Even Obama Can’t Fix The Economy
Nov 7th, 2008 | By Theo Casey | Category: Politics & EconomicsPresident elect Barack Obama is expected to move quickly to try and revive the US economy. Theo Casey says a new fiscal stimulus will be targeted at job creation and infrastructure building instead of free handouts. However, it still won’t stop the recession. And it will add even more zeros to Treasury debt.
This from Fleet Street Invest:
As investors, we must take a step back from the spectacle of this historic event and ask a more pressing question. What does this mean for the world economy and the world’s stock markets?
First the economy…
Almost 70 per cent of Americans named the economy as the number one motivation behind their vote.
A vote for a man that has so much influence on us all.
After all, when America sneezes, the rest of the world catches a cold. And when the US subprime bubble burst, we caught pneumonia. We are caught in a storm of macro crises: the credit crunch, housing slumps, recessions and bear markets across the globe. The responses by the world’s leaders affect all of the above and all of us.
As leader of the free world at such a low ebb, Barack Obama’s next move is so important.
President Obama wasted no time, addressing the economy in his acceptance speech:
“Even as we celebrate tonight, we know the challenges that tomorrow will bring are the greatest of our lifetime — two wars, a planet in peril, the worst financial crisis in a century.
“There is new energy to harness and new jobs to be created; new schools to build and threats to meet and alliances to repair.”
The President must, in the coming weeks, outline a convincing plan of action to help the world’s biggest economy get back on its feet.
What’s next for the economy?
A big recession bailout.
The last intervention by the US was the $700 billion bank bailout. That was about the financial system, not the recession.
The last recession bailout was the $150 billion of rebate cheques handed out to ordinary Americans. This fiscal injection was a bad call, one that the new President-elect opposed, and it had an artificial effect on the economy.
The money could have been much better spent and the next round of monies will be better spent.
How much money?
$300 – $500 billion is being touted as the size of the next injection. That’s what is estimated as necessary for America to spend to offset the downturn of the private sector.

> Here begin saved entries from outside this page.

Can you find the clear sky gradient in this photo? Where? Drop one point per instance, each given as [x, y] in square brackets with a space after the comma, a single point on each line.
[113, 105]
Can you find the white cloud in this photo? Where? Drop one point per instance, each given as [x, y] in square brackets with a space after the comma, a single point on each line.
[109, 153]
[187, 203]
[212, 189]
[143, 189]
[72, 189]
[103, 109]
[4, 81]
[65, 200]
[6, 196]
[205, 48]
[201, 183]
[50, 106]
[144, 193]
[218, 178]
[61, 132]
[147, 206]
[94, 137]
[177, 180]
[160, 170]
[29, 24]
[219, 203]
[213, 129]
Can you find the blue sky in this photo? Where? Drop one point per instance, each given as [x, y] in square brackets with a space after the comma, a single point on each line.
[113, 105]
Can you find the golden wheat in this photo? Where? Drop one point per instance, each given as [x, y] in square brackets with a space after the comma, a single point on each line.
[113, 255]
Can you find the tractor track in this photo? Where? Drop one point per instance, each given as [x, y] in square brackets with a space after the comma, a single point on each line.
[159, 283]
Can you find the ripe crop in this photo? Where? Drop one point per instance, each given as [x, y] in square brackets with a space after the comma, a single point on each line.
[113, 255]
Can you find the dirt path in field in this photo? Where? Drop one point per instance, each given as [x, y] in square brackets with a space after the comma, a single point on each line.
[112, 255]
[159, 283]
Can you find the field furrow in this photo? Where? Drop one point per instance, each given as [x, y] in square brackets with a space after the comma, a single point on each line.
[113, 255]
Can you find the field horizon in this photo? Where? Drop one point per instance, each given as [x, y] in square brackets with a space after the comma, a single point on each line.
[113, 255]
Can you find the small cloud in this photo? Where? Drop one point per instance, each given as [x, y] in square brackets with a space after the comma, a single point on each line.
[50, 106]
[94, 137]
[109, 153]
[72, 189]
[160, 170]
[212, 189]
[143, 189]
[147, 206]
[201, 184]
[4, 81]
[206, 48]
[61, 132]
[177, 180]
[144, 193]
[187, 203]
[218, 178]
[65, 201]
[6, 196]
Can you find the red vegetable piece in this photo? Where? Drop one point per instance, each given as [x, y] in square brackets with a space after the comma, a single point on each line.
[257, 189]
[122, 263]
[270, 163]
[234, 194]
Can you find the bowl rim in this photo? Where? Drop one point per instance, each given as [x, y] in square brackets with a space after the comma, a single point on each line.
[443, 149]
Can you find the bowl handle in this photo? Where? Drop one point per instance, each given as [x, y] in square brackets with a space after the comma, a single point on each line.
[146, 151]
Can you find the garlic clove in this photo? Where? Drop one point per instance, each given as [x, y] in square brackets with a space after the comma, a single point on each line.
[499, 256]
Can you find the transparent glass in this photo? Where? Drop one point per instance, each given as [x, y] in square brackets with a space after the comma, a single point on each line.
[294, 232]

- $300 billion is equivalent to a 2% boost to GDP.
- $500 billion is equivalent to a 3.4% boost to GDP.The expectation is that rather than give everyone $600 to fritter away, they’ll put the money into big infrastructure projects to spur “job creation.”
Digging holes in the ground, building bridges… the Keynesian approach.
The good news is that it should all now happen a lot faster.
We have a Democratic President and a Democratic Congress. That means that we are unlikely to face the same sentiment-crushing political hurdles that we encountered with the $700 billion bailout.
SocGen Cross Asset Research
The bad news is that it only delays the inevitable. The US, the world’s largest recession and an economy that affects the UK heavily, is still going into recession. Even a supersized deal would not prevent recession in the US and, if anything, will probably push debt levels over 50% of GDP.
It’s a bad move in the long term, but having led his campaign on the economy, Barack Obama has no choice but to spend, spend, spend.